Les
rebelles, les casseurs, les anarchistes, les têtes brûlées - voilà les gens qui
enflamment notre imaginaire.
Richard
Martineau
Bonjour. Je m'appelle Félix Légaré-Quesnel et je
suis un casseur. Vous avez entendu parler de moi à la radio, vous m'avez vu
dans les journaux et à la télévision. On ne peut pas me manquer, je suis un peu
partout en ville ces temps-ci et je suis facile à reconnaître. J'ai les cheveux
longs parce que je suis malpropre. Je porte des jeans et un kangourou noir parce que je n'aime pas travailler. Je porte un masque parce que je suis louche. Enfin je porte un carré rouge parce que je suis violent et intimidateur. D'autres signes me trahissent. J'ai toujours les poches pleines de
balles de billard au cas-où, et je suis généralement en train de courir, au
cas-où aussi. C'est essoufflant. Essayez de toujours courir quand tous les
autres marchent pacifiquement. Heureusement qu'il n'y plus aucun manifestant pacifique aujourd'hui. Il y a quand même des choses qu'on
ignore à mon sujet, que les médias ne rapportent jamais. Des choses qu'aucune image ne peut
vraiment montrer. Comme l'appel à l'aide dans mon regard. Quand je
casse une vitrine, c'est vrai que j'éprouve de la jouissance, car le désir d'anéantir
la civilisation et d'intimider la majorité silencieuse est en moi plus fort que
tout. Mais quand je casse une vitrine, je pleure aussi. Parce que je
souhaiterais de tout cœur ne pas être un casseur. Parce que voyez-vous, comme
tous les casseurs, je suis né ainsi.
Il paraît que j'ai été un bébé difficile. Malgré les
préjugés qui courent à notre sujet, mes parents ne me donnaient pas tout ce que
je désirais. Mais je cassais tout ce qu'ils me donnaient. C'est ce qu'on dit, je n'ai pas conservé de souvenir de mes
premières années. Il paraît que c'est normal et ça me rassure d'être un peu
normal. Mon premier souvenir, c'est un jouet que j'avais reçu lors de mon
troisième anniversaire. C'était une table de billard miniature que j'avais
réclamée depuis des mois à mes parents étonnés, mais soulagés de me voir enfin intéressé
par autre chose que Passe-Partout. Aussitôt que j'ai reçu mon cadeau, j'ai pris l'une des
balles de billard et l'ai lancée contre la fenêtre du salon. La balle était en
plastique. La vitre n'a pas brisé. Il a fallu deux jours à mes parents pour me consoler…

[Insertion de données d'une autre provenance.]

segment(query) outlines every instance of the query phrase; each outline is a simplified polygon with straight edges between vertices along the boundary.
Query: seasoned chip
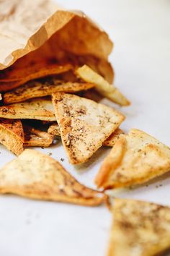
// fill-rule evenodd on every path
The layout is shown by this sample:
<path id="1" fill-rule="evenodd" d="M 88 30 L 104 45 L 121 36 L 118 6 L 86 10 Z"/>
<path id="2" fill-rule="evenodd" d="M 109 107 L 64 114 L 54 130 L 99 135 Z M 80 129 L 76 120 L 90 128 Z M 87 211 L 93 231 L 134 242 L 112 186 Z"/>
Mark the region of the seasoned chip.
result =
<path id="1" fill-rule="evenodd" d="M 28 125 L 24 125 L 24 146 L 27 147 L 49 147 L 54 136 L 45 132 L 42 132 Z"/>
<path id="2" fill-rule="evenodd" d="M 113 147 L 115 142 L 119 139 L 119 135 L 123 134 L 123 131 L 117 128 L 111 135 L 103 142 L 104 146 Z"/>
<path id="3" fill-rule="evenodd" d="M 0 106 L 0 117 L 55 121 L 51 101 L 44 98 Z"/>
<path id="4" fill-rule="evenodd" d="M 170 248 L 170 208 L 115 199 L 108 256 L 153 256 Z"/>
<path id="5" fill-rule="evenodd" d="M 101 75 L 86 65 L 76 70 L 76 74 L 84 81 L 96 85 L 96 89 L 104 97 L 121 106 L 130 105 L 130 101 L 114 85 L 109 84 Z"/>
<path id="6" fill-rule="evenodd" d="M 107 198 L 78 182 L 57 161 L 30 149 L 0 170 L 0 193 L 89 206 Z"/>
<path id="7" fill-rule="evenodd" d="M 61 136 L 60 127 L 58 123 L 53 123 L 50 125 L 48 132 L 55 136 Z M 117 128 L 111 135 L 103 142 L 103 146 L 113 147 L 116 140 L 119 138 L 119 135 L 122 134 L 121 129 Z"/>
<path id="8" fill-rule="evenodd" d="M 45 65 L 45 66 L 44 66 Z M 0 74 L 0 91 L 5 92 L 16 88 L 27 81 L 43 77 L 50 74 L 57 74 L 72 69 L 71 64 L 36 64 L 19 69 L 10 69 Z"/>
<path id="9" fill-rule="evenodd" d="M 25 85 L 6 93 L 4 95 L 6 104 L 24 101 L 32 98 L 50 95 L 53 93 L 76 93 L 88 90 L 94 85 L 88 82 L 64 82 L 55 77 L 48 77 L 41 81 L 30 81 Z"/>
<path id="10" fill-rule="evenodd" d="M 170 148 L 136 129 L 120 135 L 96 177 L 98 187 L 146 182 L 170 171 Z"/>
<path id="11" fill-rule="evenodd" d="M 52 98 L 62 142 L 73 164 L 86 161 L 124 119 L 117 111 L 84 98 L 64 93 Z"/>
<path id="12" fill-rule="evenodd" d="M 18 155 L 24 150 L 24 132 L 20 120 L 0 119 L 0 143 Z"/>
<path id="13" fill-rule="evenodd" d="M 57 123 L 52 124 L 50 125 L 48 132 L 52 135 L 61 136 L 60 127 Z"/>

Il y a eu d'autres incidents. À cinq ans j'arrachais les pavés de l'entrée de
garage de mes parents. À six ans je mettais le feu à leurs bouteilles de vodka.
À sept ans, je traitais de cochons
fascistes les policiers qui venaient discuter en classe de l'importance de la sécurité sur le chemin de l'école. Micheline, l'enseignante,
m'avait demandé si je savais c'était quoi un fasciste. Je ne savais pas quoi
répondre. C'était sorti tout seul.
Mes parents ont consulté un spécialiste. Il ne lui a fallu
que deux consultations pour établir son diagnostic : « votre fils est un
casseur. Il le sera probablement pour la vie, c'est héréditaire et dégénératif. Il existe bien sûr des
médicaments, mais vous devez réaliser qu'ils ne feront que détourner les
symptômes, et que les effets secondaires sont parfois violents ». Il n'avait
pas tort. Au bout de deux semaines de médicamentation, je me mettais à la
musculation. Les filles les plus chicks se sont mises à me regarder et moi à leur taper les
fesses. Au bout d'un mois, je commençais à porter des pantalons blancs, des
camisoles blanches, une grosse montre en or. Au bout de deux mois, mes cheveux
devenaient courts, ma peau bronzait et un tatouage tribal poussait sur mon
biceps droit. J'avais maintenant une collection de mags sur le mur de ma chambre, où je me masturbais souvent en jouant dans ma tête des scénarios avec des chicks et des mags. J'éprouvais
de plus en plus de difficulté à exprimer mes émotions autrement qu'en
volant l'auto de mes parents pour aller faire crisser les pneus dans le
stationnement d'un garage à St-Eustache. J'ignore encore aujourd'hui comment
j'ai fait pour trouver le chemin de Saint-Eustache. Lorsque mes parents ont
appris que j'avais battu un garçon aux cheveux courts mais au toupet long qui portait des skinny jeans et refusait de rendre hommage à un portrait de Jacques Villeneuve (je le gardais toujours
sur moi), ils décidèrent que les médicaments, c'était fini.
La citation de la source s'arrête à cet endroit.